Memorial de los juguetes
La Columna del Sábado
Volver a ellos con la misma emoción; palparlos, pasear con la mirada sus detalles. Intentar revivir las imágenes que habitan los recuerdos que componen la infancia. El silbato más allá del enigma de la curva, anuncia la llegada del tren que más que vagones con historias de otro tiempo, nos trae el indicio de un niño que jugó mientras el mundo y sus problemas apenas eran un susurro.
El día que supo que esa mancha celeste arriba de su
cabeza era eso que llaman cielo, un brillo desconocido se mostró en sus ojos al descubrir que las nubes se movían lentas
formando a su paso contornos dispersos que podía reconocer y llamar por su
nombre. Recuerda los barcos surcándolas en busca de pasajeros nacidos de cada parpadeo: una mujer con
sombrero, niños con botas, una abuela con falda larga y hasta un perro corriendo junto a su amo para no perder el último lugar en ese viaje sin retorno.

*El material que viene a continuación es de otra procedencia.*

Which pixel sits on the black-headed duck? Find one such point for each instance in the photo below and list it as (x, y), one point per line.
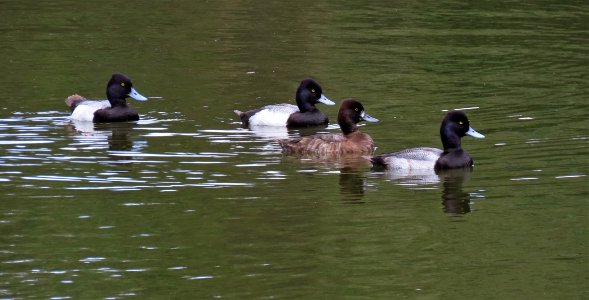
(115, 109)
(350, 141)
(304, 114)
(454, 126)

Los años pasan y parece que una parte de nosotros se va
con ellos. Las baldosas manchadas del piso de la sala reconocen todavía a esos
pequeños residentes que escribieron la historia del juego, habitándola hasta
ese día en que todo terminó y comenzaron a reposar en una caja, en un olvido. Sin embargo, no es fácil definir
ese espacio en el que convivieron juguetes y fantasía. La familia, el amor, la
traición; la guerra, el dolor y la esperanza, temas presentes en esos
imaginarios personificados en cada juguete, y que se repetían en cada ocasión
pese a la angustia del crecer, de la imposición de nuevas prioridades que
dejaban en cada viaje la nostalgia de ser el último. En épocas de navidad ese
final ineluctable se hacía más evidente. Pero aún quedaba la
emoción de abrir los regalos y encontrar más habitantes del espacio fantástico
en el que transcurrían todos los actos, todas las voces, en un verdadero
paréntesis prologado de la realidad exterior. Las preguntas por lo tanto no se hacían esperar:
¿Será esta la última juntos?
¿Nos regalarás?
¿Qué va a ser de nosotros?
Cada vez fue más
difícil escuchar las voces, armar los escenarios y dar rienda suelta a la
imaginación. La estación vio llegar por última vez al tren del circo y a todos
los héroes y villanos que tras el fin de la jornada se juntaron en la misma
caja, olvidando los odios o disfrutando sin remordimientos la eterna impunidad
de sus actos. De ese modo, la vida
comenzó a complicarse cuando se nos agotaron los juegos. El azar del tiempo, el
asedio de los números, las noches insomnes, el
presente… los años vividos quedaron tatuados en los rostros de los hombrecillos de pasta
que montaban la retroexcavadora, en el pelotón de soldados, en los reparadores
de neumáticos, en los ídolos del balón, en los ninjas –que prefirieron aprender a conducir trenes en vez de
asaltarlos–, en los demonios
prehistóricos que rugieron su pasado en extinción; en las marcas de la pared y en todos esos caminos invisibles que trazaron los espacios de la infancia.
La casa entonces se
quedó pequeña para habitar su mundo. A los soldaditos, a los héroes de la
justicia o a los carritos de carreras, no les importaba que el silbato del tren
ya no se escuchara: el juego debía
continuar. Pero el día había llegado sin darnos cuenta. Aquel microcosmos de
monólogos y de juguetes regados por el suelo se había transformado en largas jornadas
de estudio, en lecturas académicas, en proyectos y dibujos en el computador, por lo que el territorio comenzó a ser ahora el escritorio y la silla. El suelo pasó al olvido.
Después de tantos años, abrir hoy de nuevo las cajas a donde fueron a parar todos esos personajes de los cuentos de infancia, es un adentrase en el recuerdo vivo de una época en que la única preocupación aparente era que el día no fuera suficiente para terminar de jugar. Abrir las cajas y tirarse al suelo otra vez; hablar en voz alta, volver a montar los muñequitos de plástico en la retroexcavadora, ver llegar otra vez al capitán Fox con sus furgones del circo o a pedir diez minutos más antes de acostarnos. Hacer una nueva pausa a la realidad… como en los viejos tiempos.